For games, these approaches were eventually replaced by copy-protection schemes inside manuals or by different distribution approaches, like shareware. But dongles for more high-end or specialized software products, along with employee security, never really went away. In fact, they got more sophisticated, adding their own processing capabilities that interacted with the software being used.
(Internet Archive)
Of course, people aren’t aware where they actually came from in the first place, as The Atlantic’s Garber implied. This has led to fun stories, the most colorful of which was invented by the tech company Rainbow Technologies, which, in a 1992 advertisement than ran in Byte, invented a character named Don Gall who they claimed the device was named after.
“He wasn’t famous. He didn’t drive a fancy car, but dressed in his favorite Comdex T-shirt and faded blue jeans, he set out to change the course of the software story,” the fable started.
While obviously totally made up, it nonetheless became something of an urban legend.
These devices generally hooked up to serial or parallel ports throughout the 1990s, with adapters that allowed users to continue to plug in devices such printers. In terms of video games, cheat tools like the Game Genie could be thought of as dongles.
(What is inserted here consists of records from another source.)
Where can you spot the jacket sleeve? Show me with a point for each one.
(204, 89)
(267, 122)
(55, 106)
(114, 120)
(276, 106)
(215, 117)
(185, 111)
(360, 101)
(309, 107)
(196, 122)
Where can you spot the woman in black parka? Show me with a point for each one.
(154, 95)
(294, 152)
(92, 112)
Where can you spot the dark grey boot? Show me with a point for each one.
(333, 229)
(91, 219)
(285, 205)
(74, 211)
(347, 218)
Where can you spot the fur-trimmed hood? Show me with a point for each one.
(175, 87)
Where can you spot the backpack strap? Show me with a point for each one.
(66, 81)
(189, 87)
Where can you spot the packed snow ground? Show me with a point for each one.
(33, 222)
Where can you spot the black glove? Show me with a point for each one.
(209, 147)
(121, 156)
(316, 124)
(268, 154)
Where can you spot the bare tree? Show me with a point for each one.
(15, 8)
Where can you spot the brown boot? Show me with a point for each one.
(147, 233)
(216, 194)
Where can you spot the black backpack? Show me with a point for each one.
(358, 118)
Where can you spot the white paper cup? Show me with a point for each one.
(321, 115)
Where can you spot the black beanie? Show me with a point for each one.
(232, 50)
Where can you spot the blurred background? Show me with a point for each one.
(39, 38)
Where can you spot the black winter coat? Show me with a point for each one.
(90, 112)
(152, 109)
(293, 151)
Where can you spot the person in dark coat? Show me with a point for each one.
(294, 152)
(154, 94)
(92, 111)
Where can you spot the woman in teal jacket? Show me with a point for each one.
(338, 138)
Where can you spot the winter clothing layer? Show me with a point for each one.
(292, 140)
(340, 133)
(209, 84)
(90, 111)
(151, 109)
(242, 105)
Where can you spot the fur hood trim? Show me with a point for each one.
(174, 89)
But in the late 1990s, these devices were able to shrink thanks to USB. These dongles, while less prominent than they once were, have largely stayed in common use in a handful of industries, specifically those that sell computer-aided design or manufacturing software, and those that that offer software for digital audio workstations. ACID and Autodesk, two manufacturers that specialize in are probably two of the best-known companies that rely on hardware security dongles in the modern day. These are the kinds of devices for which the Mac Pro has an internal USB-A port.
More common, however, are devices intended specifically for two-factor authentication, such as the YubiKey, which serve a similar security function, but for the user or the organization for which they serve, rather than to prevent piracy. These tools work in similar ways to the dongles of yore, perhaps with additional security mechanisms.
Speaking of USB, the switch of formats, which was ultimately a good thing for technology, helped create a pretty big market for dongles big and small, many of which connect to all variety of objects, from printers to TV sets. (Apple, the company that moved to USB early, is responsible for many of our dongles.)
The USB thumb drive is a great example of a dongle, and perhaps the most prominent example of flash disks around.
Similarly, video standards have a way of adding dongles to our lives. Ever converted HDMI to DVI to VGA to composite to RF? (No, just me?) Then you’ve lived the dongle life.
It’s a fact of life, and one that has only become more of a fact of life thanks to the rise of USB-C creating natural incompatibilities for dongles.